在這恐怖的覆蓋力之下,那群魔物紛紛倒在了路旁,不知生死。
但如此強大的機器自然也是有著其弱點,在每一輪釋放箭矢完畢後,都會進入到一段比較漫長的冷卻期。
即便千岩軍的長官按照批次來進行調配,分批次來進行射擊拖延時間。
可即便如此,空余出來的時間依然會面臨著魔潮的沖擊,不得不讓一群人隨時拿著兵器嚴陣以待。

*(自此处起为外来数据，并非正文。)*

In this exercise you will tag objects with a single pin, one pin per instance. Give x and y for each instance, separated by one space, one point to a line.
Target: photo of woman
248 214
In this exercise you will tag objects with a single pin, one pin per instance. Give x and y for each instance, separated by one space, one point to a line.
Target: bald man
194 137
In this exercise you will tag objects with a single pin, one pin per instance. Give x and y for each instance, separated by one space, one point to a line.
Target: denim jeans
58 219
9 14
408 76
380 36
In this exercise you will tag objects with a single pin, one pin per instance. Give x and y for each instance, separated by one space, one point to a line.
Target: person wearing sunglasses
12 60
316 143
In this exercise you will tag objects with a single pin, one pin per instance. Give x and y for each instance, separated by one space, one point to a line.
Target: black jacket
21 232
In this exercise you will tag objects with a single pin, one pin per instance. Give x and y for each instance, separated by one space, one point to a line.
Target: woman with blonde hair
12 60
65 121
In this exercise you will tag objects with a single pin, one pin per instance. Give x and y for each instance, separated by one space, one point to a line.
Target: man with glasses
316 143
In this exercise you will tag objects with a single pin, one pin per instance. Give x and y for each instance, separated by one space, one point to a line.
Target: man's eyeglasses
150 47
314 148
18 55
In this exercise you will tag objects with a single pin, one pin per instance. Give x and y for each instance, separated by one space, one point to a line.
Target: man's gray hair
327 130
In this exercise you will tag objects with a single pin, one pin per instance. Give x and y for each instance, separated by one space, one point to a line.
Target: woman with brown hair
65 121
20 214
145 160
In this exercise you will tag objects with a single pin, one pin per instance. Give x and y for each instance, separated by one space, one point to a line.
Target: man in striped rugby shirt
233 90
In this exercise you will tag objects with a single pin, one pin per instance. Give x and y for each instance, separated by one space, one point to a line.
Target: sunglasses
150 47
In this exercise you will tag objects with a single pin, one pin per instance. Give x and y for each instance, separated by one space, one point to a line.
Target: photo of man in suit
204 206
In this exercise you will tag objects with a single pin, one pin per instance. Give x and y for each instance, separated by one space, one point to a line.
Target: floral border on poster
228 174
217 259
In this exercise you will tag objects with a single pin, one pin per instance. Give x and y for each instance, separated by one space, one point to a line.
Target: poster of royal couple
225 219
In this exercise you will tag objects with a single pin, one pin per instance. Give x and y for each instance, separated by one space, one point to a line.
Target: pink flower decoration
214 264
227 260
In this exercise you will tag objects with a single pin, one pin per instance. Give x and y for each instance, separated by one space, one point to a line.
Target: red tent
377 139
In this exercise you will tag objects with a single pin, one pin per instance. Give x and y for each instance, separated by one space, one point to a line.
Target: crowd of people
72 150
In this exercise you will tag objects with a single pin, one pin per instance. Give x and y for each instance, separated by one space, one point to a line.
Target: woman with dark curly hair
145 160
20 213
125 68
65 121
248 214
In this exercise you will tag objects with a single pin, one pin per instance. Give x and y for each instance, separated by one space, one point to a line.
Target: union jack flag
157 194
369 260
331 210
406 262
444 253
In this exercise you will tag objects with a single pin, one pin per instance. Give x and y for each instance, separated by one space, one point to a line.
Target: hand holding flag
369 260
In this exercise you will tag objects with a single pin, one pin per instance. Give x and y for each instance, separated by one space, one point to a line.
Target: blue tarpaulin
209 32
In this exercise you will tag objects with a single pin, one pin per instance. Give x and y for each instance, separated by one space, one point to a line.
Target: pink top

但這一次卻沒有了此類事件的發生,只見這一波箭矢落下後,魔物們遲遲沒有攻上來。
「恐怕是剛才那位前輩順手料理了那群魔物吧。」
即便有听見白啟雲那略顯年輕的嗓音,但千岩軍頭目也沒有絲毫輕視對方的意思。
畢竟那濃郁到嚇人的元素力可不是能偽裝出來的。
水光匯成長槍,白啟雲順手投出。
「轟!」
只見那長槍落入敵群之中,就如同一顆炸彈,瞬間爆開。
水花夾雜著血漬,將沉默的大地上染上了一層血色。